As Umar accelerated, a bullet hit his right arm; further down the road, a second attack happened and a second bullet hit his left arm. He pulled over only when he reached a town and changed clothes so he would look like a local.

He received no aid. An old man told him the town was under Boko Haram control and that anyone helping him would be killed. Eventually, a family allowed him to hide in their outhouse overnight. The next morning, the homeowner gave Umar a phone so he could call his friends to pick him up.

Before he could leave, though, the good Samaritan insisted he adopt a disguise.

“If I am going to go out the following morning, I have to disguise myself, so I do not look like the same person that entered into his house," Urmar said. "So I have to put mud and chicken dung on my head and I might look like a madman with my shoes in my pocket, and that was how I decided to disguise myself.”

At a commencement dinner last Friday, the university gave Umar an award for courage. He managed to complete his studies, even though he could not use his right hand for 14 weeks.
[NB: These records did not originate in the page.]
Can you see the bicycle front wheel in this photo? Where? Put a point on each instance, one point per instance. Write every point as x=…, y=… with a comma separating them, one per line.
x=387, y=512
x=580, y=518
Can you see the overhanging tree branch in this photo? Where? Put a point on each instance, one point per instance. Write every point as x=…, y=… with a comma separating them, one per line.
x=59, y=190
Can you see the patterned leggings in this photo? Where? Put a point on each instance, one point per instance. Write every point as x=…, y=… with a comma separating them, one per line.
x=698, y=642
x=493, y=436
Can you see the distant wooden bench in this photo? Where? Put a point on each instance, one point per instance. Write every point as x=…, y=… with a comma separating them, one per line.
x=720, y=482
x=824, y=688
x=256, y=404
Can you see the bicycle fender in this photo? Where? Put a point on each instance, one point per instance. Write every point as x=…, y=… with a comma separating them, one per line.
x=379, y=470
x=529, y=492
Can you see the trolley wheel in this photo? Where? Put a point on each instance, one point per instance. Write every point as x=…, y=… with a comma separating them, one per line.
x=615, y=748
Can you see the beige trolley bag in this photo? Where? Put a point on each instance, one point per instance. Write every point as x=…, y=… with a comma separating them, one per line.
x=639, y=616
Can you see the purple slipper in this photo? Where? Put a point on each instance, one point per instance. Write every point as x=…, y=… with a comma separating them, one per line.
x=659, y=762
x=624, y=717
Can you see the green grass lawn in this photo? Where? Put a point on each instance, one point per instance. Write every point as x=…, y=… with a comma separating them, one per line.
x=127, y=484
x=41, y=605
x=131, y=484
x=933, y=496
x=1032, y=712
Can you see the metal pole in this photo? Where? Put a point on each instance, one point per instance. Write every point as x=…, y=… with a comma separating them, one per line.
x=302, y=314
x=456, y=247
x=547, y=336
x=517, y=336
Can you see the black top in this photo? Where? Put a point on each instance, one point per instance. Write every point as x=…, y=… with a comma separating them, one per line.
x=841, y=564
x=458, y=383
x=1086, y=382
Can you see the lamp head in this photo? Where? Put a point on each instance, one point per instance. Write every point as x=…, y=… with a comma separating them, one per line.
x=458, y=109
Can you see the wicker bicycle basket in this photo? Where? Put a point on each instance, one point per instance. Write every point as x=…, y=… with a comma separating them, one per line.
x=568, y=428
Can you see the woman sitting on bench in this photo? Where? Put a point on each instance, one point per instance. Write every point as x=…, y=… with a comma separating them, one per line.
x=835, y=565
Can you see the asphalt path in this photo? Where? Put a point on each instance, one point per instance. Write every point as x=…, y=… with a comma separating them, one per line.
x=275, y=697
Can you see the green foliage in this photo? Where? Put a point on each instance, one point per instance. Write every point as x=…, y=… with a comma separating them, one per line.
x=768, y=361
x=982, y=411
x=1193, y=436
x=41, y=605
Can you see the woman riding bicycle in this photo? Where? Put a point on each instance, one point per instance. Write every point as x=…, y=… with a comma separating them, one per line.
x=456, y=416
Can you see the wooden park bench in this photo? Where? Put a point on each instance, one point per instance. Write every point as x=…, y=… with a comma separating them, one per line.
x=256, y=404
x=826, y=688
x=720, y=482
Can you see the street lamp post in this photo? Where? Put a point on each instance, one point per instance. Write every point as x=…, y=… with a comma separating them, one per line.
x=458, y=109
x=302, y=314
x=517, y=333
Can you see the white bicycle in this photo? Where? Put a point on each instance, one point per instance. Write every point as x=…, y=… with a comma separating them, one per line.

“I should have died on that day. I could have died on that day; because I lost so much blood, I passed out. There was not any medication that [I] could take ... the next morning. But somehow, I think the Lord kept me alive for a special reason and one of those reasons is for me to be here to complete my degree,” he said.

Umar is not done with school; he wants to continue to get a master's degree in his field.